Tina, better known as Sister Chrissie Williams in Holby, already had one child, eight-year-old Isabella, from her previous marriage to Steve Wallington.

"We are both truly ecstatic and looking forward to now being a family of four," Oli revealed yesterday.

----------


## CrazyLea

Awwww yay  :Big Grin: . Nice one.  And a normal name!!

----------


## Tannie

Awww. Thought she was pregnant but wasn't to sure :Stick Out Tongue: 

Love the name.
 :Big Grin: x

----------


## Abbie

Awww congrats to her, really nice name too  :Smile:

----------


## StarsOfCCTV

> Awwww yay . Nice one. And a normal name!!


 :Lol: Yeah. Love the name  :Big Grin:  Congrats to her and her family.

----------


## Chloe

Just found a couple of pictures of the family

http://www.dailymail.co.uk/pages/liv...n_page_id=1773

----------


## Abbie

awwww she looks so cute

----------


## Abigail

I can't believe she's returning to work six weeks post-birth.

----------


## Katy

aww bless her, such a pretty name.

----------


## Abbie

> I can't believe she's returning to work six weeks post-birth.

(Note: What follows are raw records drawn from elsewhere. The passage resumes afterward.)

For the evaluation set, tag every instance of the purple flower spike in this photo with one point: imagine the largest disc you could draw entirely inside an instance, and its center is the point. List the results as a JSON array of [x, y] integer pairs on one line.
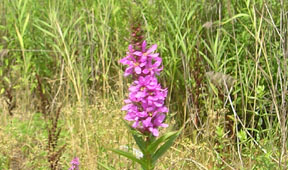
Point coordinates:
[[74, 164], [145, 106]]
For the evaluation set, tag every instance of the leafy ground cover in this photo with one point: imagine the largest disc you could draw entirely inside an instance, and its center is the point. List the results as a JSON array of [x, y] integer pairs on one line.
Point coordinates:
[[62, 87]]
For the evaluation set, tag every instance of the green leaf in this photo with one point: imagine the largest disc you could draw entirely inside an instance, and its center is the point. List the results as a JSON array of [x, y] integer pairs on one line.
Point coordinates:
[[105, 166], [137, 137], [154, 145], [165, 147], [129, 156]]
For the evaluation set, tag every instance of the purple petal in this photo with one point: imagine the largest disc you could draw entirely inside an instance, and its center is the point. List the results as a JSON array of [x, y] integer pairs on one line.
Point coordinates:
[[154, 131], [145, 71], [147, 122], [144, 45], [153, 48], [138, 53], [154, 55], [128, 71]]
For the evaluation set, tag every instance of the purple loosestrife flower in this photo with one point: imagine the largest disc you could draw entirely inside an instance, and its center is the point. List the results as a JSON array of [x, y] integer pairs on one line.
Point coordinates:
[[145, 105], [74, 164]]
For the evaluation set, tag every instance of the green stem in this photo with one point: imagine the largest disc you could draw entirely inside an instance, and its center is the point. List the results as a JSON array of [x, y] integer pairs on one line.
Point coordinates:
[[147, 155]]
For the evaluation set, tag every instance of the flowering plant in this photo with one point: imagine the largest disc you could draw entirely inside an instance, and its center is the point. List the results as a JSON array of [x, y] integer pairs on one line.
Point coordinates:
[[75, 164], [145, 105]]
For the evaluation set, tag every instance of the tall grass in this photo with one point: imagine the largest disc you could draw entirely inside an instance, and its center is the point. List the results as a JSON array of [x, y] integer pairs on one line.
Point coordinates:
[[225, 66]]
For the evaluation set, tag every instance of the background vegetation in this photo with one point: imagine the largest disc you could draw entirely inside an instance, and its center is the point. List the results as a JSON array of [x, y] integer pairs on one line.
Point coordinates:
[[225, 66]]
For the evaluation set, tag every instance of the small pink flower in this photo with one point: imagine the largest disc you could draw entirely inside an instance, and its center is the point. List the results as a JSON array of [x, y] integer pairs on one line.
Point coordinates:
[[75, 164]]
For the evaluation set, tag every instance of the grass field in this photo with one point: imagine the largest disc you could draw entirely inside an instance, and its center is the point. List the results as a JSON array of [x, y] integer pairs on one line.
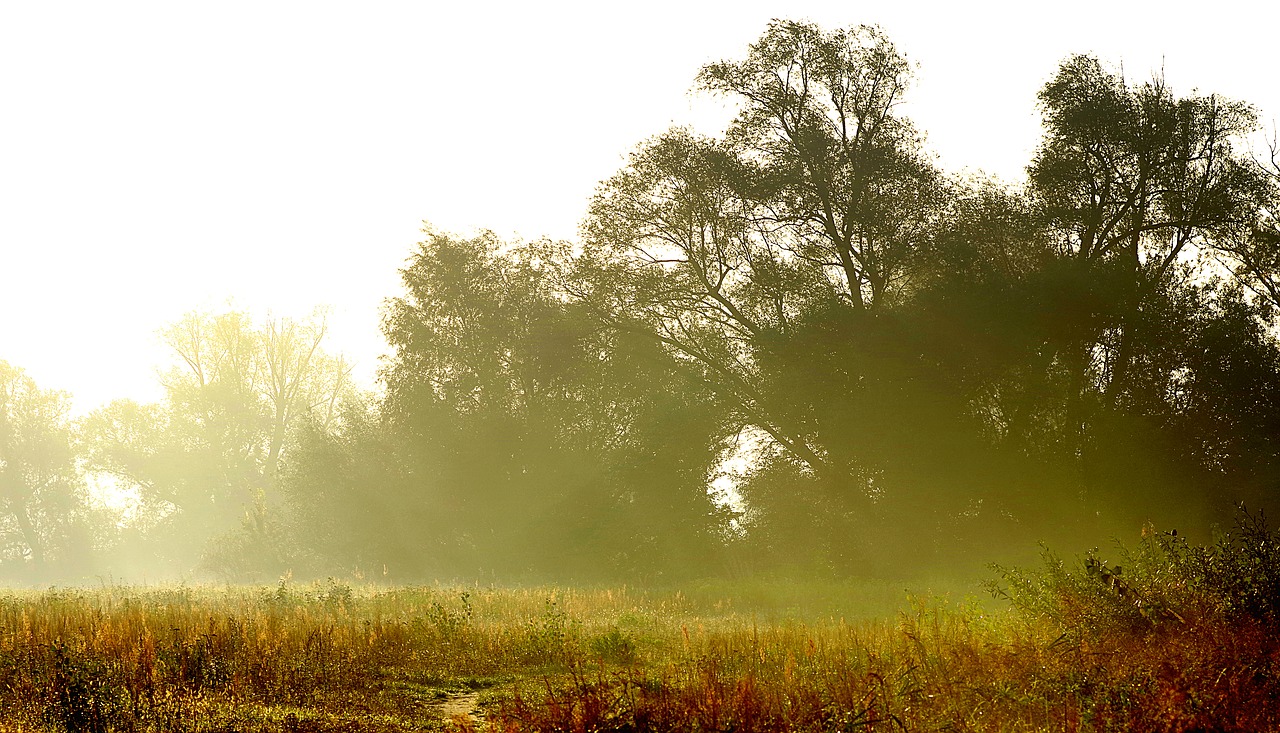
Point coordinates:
[[1077, 650]]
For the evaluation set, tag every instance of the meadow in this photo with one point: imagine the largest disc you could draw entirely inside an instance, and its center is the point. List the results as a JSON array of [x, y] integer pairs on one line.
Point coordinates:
[[1179, 637]]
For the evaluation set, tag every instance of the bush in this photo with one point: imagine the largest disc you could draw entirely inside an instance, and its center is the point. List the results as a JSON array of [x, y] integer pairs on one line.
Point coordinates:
[[1164, 581]]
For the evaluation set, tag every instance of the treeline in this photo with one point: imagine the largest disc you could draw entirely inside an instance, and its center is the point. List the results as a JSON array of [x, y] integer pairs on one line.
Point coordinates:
[[904, 366]]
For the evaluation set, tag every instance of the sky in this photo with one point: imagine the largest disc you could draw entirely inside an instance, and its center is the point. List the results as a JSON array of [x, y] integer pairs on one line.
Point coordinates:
[[161, 157]]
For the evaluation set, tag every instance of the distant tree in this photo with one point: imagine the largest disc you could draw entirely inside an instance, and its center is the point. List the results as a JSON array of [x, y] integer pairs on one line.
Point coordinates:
[[526, 440], [42, 495], [210, 452], [817, 201]]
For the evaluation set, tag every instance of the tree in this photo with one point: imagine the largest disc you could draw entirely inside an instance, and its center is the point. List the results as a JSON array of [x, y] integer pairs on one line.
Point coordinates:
[[211, 450], [528, 441], [42, 499], [817, 204]]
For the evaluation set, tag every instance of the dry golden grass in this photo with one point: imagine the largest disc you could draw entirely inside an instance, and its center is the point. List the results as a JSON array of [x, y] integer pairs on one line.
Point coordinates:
[[334, 658]]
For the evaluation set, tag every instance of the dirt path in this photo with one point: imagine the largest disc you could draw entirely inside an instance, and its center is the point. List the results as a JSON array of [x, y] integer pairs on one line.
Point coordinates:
[[462, 705]]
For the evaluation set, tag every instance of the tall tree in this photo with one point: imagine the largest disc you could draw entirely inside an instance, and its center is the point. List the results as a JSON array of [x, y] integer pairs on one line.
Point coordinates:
[[817, 204], [530, 440], [41, 491], [210, 452]]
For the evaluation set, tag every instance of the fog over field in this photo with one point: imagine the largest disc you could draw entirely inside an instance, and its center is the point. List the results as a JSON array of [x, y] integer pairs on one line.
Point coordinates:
[[650, 294]]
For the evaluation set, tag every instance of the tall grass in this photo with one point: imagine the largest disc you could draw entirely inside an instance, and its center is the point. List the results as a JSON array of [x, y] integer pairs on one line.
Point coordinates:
[[1166, 637]]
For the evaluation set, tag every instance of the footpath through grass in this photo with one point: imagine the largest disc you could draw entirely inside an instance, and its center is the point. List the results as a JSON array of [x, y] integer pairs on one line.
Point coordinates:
[[1174, 640]]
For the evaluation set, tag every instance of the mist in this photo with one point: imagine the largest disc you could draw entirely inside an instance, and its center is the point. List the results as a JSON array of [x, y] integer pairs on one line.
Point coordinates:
[[796, 348]]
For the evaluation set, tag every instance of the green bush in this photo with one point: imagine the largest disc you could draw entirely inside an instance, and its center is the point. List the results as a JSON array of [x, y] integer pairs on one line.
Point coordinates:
[[1164, 581]]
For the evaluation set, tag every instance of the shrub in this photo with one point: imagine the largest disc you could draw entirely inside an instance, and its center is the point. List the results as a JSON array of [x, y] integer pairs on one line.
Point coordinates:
[[1164, 581]]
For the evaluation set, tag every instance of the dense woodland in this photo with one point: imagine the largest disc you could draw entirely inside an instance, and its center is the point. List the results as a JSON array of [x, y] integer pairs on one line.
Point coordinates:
[[899, 366]]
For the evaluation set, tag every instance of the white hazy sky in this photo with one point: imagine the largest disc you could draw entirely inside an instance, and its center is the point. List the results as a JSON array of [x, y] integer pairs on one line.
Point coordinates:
[[167, 156]]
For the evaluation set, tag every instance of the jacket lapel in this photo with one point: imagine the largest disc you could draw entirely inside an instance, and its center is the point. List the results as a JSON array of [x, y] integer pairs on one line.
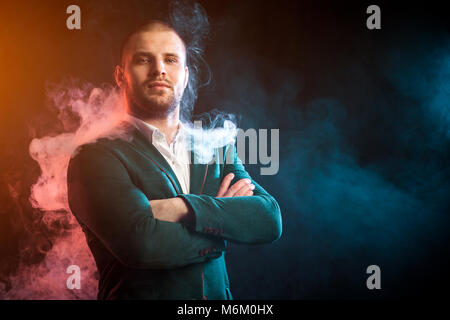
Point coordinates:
[[198, 170], [150, 151]]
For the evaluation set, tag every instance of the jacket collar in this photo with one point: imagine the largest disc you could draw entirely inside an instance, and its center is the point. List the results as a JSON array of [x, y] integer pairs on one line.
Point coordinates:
[[197, 169]]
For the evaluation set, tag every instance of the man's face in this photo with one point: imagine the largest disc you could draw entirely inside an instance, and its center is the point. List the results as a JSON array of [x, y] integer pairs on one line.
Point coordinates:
[[154, 73]]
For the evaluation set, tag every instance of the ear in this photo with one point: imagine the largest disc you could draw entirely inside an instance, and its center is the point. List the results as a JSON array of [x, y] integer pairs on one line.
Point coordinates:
[[119, 76], [186, 78]]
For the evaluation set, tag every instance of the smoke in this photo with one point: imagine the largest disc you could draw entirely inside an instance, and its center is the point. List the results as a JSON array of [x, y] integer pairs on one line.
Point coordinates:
[[363, 172], [87, 113], [95, 113]]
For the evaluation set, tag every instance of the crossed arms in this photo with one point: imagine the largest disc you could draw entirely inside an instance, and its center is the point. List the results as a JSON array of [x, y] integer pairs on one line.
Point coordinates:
[[148, 234]]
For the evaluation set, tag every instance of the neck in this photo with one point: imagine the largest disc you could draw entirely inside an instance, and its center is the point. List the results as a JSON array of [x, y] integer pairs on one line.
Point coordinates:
[[167, 124]]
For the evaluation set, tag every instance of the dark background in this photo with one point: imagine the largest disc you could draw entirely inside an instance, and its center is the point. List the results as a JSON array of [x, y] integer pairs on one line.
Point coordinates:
[[364, 119]]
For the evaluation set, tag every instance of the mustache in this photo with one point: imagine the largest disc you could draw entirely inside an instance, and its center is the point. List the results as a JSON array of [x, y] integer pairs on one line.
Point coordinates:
[[155, 82]]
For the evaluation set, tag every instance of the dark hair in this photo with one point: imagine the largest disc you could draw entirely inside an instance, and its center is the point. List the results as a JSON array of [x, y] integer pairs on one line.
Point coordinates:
[[190, 21]]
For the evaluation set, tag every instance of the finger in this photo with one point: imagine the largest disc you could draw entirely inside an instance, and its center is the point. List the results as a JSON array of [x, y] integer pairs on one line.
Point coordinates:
[[244, 190], [225, 184], [236, 187]]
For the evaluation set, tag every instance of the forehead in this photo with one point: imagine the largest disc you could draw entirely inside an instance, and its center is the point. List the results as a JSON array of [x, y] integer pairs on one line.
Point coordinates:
[[155, 40]]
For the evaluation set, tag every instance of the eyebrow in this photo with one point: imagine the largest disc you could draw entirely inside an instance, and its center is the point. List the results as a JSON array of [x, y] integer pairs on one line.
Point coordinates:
[[143, 53]]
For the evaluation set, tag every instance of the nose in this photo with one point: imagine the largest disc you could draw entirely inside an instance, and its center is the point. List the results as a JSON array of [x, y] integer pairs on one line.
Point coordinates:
[[159, 68]]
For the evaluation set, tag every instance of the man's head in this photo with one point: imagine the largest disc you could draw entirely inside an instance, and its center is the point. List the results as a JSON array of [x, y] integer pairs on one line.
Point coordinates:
[[153, 72]]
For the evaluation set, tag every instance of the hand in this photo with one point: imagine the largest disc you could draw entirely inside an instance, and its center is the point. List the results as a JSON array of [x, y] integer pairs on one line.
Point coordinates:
[[241, 188]]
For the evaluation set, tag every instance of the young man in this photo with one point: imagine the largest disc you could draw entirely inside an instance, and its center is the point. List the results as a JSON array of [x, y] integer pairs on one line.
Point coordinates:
[[157, 223]]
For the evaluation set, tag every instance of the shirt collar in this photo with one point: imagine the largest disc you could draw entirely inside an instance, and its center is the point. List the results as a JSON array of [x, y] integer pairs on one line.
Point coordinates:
[[153, 133]]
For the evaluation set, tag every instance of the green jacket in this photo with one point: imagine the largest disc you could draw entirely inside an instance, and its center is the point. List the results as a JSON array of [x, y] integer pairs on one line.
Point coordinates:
[[110, 183]]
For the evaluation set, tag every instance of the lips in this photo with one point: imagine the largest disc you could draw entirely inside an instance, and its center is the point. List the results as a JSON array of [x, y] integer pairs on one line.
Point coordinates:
[[158, 85]]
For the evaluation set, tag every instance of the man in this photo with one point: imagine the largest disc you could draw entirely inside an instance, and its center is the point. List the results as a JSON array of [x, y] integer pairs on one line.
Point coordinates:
[[157, 226]]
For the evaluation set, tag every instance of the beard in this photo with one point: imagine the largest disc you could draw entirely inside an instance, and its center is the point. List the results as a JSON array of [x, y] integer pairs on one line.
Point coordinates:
[[144, 102]]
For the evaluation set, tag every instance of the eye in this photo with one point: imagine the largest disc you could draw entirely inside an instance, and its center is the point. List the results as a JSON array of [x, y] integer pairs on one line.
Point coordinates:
[[172, 60], [142, 60]]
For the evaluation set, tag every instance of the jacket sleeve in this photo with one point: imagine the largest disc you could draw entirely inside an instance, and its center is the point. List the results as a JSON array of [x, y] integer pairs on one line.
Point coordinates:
[[102, 196], [253, 219]]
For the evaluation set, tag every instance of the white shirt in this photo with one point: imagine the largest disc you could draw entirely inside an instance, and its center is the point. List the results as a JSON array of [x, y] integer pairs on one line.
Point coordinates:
[[176, 154]]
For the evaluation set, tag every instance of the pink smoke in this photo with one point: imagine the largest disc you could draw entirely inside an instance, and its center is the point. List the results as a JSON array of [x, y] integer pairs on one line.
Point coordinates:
[[98, 110]]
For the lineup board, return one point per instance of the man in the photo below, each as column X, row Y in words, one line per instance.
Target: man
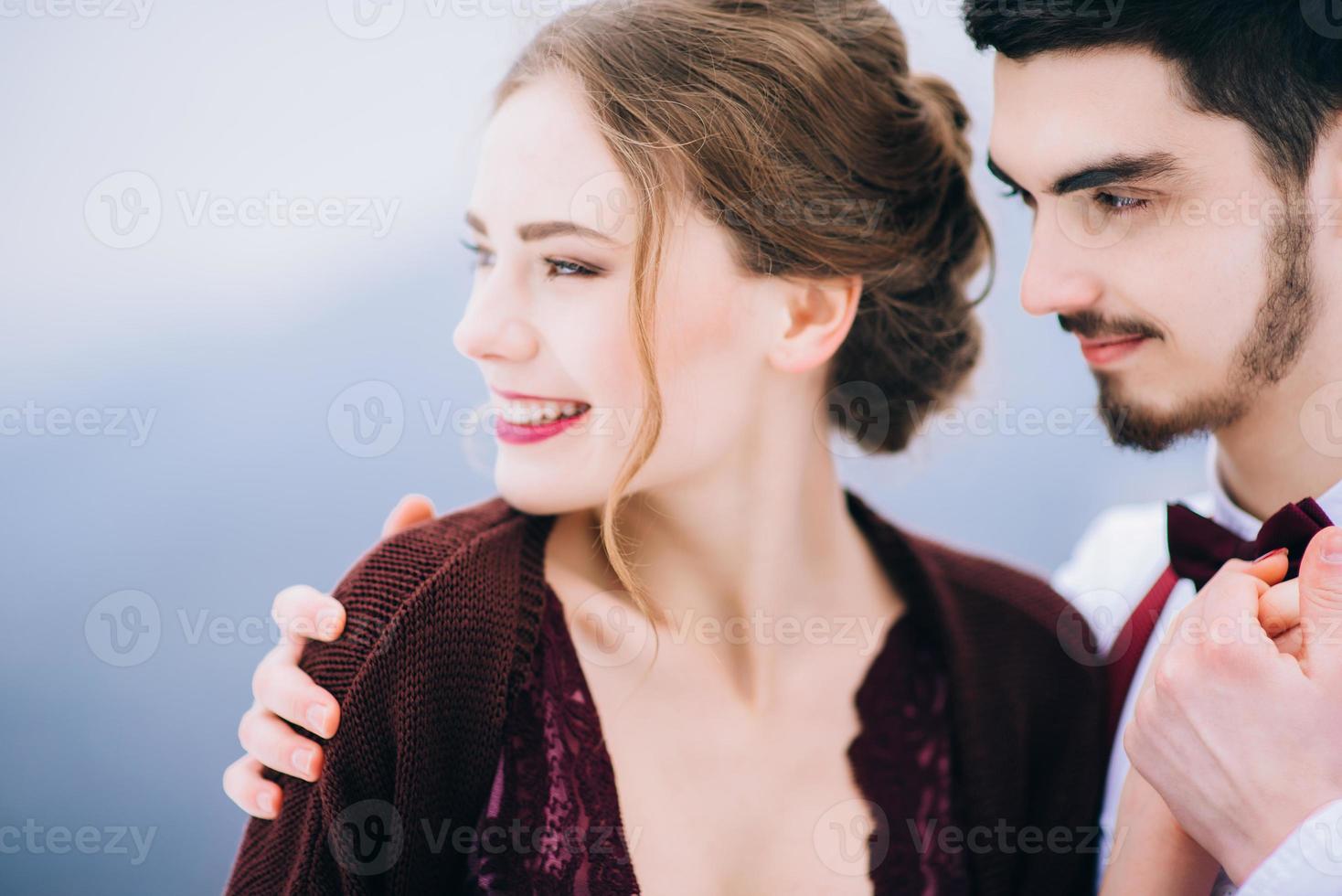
column 1184, row 164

I know! But at the same time I do miss her off screen

----------


## StarsOfCCTV

> Originally Posted by Abigail
> 
> 
> I can't believe she's returning to work six weeks post-birth.
> 
> 
> I know! But at the same time I do miss her off screen


Same, I can't stand moany Mark I want the old one back  :Lol:  

I thought I read she said she was taking four months off work?  :Ponder:  I can't find anything on it though.

----------


## Abigail

She would have taken some time off before she had the baby. She must have gone on maternity around 30 weeks if she took four months.

----------


## Abbie

Well it will be great to have her back anyway  :Big Grin:

----------


## Abigail

HOLBY CITY actress has announced she is pregnant with her third child.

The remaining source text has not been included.